Por razones que no vienen al caso tuve la oportunidad de pasar 10 días en Vietnam recientemente. Vietnam, las imágenes del país arrasado por la guerra, la resistencia, el inmenso sacrificio nacional. Vietnam, los bombardeos, los Vietcongs, los marines pasando trabajo, emboscados por comandos salidos de todas y de ninguna parte al mismo tiempo. Vietnam, en donde el poder lo ejercen los 10-15 miembros de politburó, escogidos a su vez por 150 miembros del “CEN” del Partido Comunista, salidos a su vez de los 1.500 delegados nacionales de carrera cuidadosamente seleccionados.
Y he aquí que uno se acerca a Vietnam y la primera impresión es completamente contra-intuitiva. No hay un café o restaurante que no esté abarrotado de expatriados, enviados por las transnacionales que desde hace quince años están invirtiendo en el país. La línea del cielo de Hanoi y de Ho Chi Minh (antiguo Saigón) se encuentra dominada por un sin número de grúas, construcciones, centros comerciales, levantándose por todas partes.
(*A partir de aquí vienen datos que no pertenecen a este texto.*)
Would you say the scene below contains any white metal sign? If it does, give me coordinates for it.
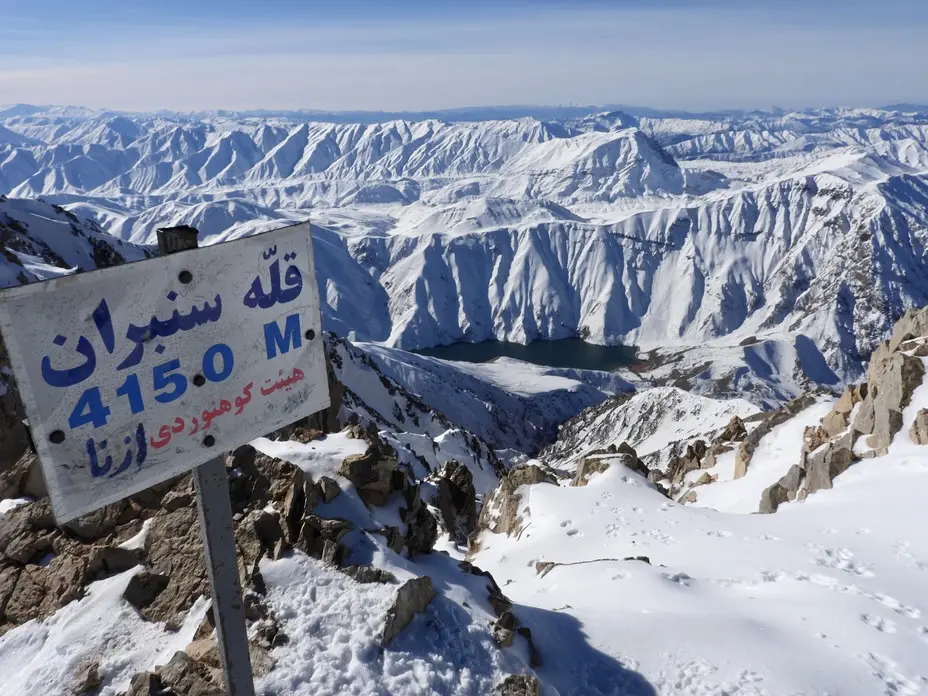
[0,223,329,523]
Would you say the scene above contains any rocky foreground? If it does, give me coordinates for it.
[0,224,928,696]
Lo mismo hacen las vallas de propagandas de las grandes empresas de telecomunicaciones, electrodomésticos, transporte, cuidado personal. Sus mercados más tradicionales llenos de comerciantes ávidos de aprovechar de la legalización del concepto de “lucro”, con habilidades plenas.
En Vietnam, los organismos multilaterales están contribuyendo a desarrollar grandes proyectos de infraestructura. La construcción de la autopista Hanoi-Ho Chi Minh, de más de 2.000 kilómetros de extensión, es el ejemplo más representativo.
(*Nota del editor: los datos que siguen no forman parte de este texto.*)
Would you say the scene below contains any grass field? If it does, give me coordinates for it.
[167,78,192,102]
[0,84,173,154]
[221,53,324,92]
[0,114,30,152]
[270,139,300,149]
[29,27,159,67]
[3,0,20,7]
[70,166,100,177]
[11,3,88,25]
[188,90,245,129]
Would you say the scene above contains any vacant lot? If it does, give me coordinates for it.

Esta impresión inicial encuentra respaldo en las cifras de inversión extranjera. En 2005 Vietnam recibió 5.800 millones de dólares, equivalentes a 17% del PIB. Para ponerlo en contraste, Venezuela recibió ese año 1.500 millones de dólares, equivalentes a 1% del PIB. Durante los últimos 10 años Vietnam ha recibido 42.000 millones de dólares en inversiones extranjeras, un tercio del total del tamaño de nuestra economía.
Mi primera reacción fue buscar en el reporte Doing Business del Banco Mundial si las condiciones para hacer negocios en Vietnam, a pesar de su gobierno “comunista”, eran tanto más favorables que las nuestras. No es verdad. Toma más o menos el mismo tiempo y el mismo dinero abrir un negocio, es igual de caro contratar, mantener y despedir trabajadores, la seguridad jurídica es apenas un poco mejor, y la legislación de bancarrota, sustancialmente mejor que Venezuela, no es precisamente un modelo.
¿Y entonces? ¿Por qué a ellos sí les llega dinero? ¿Por qué el Banco Mundial sí está invirtiendo allá?
La respuesta no es sencilla. Revisando un poco la historia del país, la miseria que produjo la política económica comunista después de la guerra, y el giro “liberal” ( doi moi) que dio el gobierno de Hanoi hace unos 15 años, uno se siente tentado a concluir que en Vietnam se le está dando más importancia a la película que a la foto.
Si el mayor ejercicio de libertades económicas se traducirá más adelante en mayores demandas por libertades políticas es algo que no está claro. Lo importante es que, por ahora, todos en Vietnam viven mucho mejor que hace 15 años. El gobierno parece también ignorar o restarle importancia a esta posibilidad, y sigue haciendo grandes esfuerzos por dar mayores garantías a los inversionistas. Quizás esos esfuerzos terminen por dar al traste con el PC y el sistema uni-partido, quizás no. Por ahora lo importante es que Vietnam, la película, ejerce una poderosa atracción sobre los inversionistas; por encima del efecto de Vietnam, la foto. Y esa atracción, esa inversión, ese concepto tan frío, tiene una capacidad apasionante para traducirse en empleo, en comida, en esperanza, acaso también en valentía.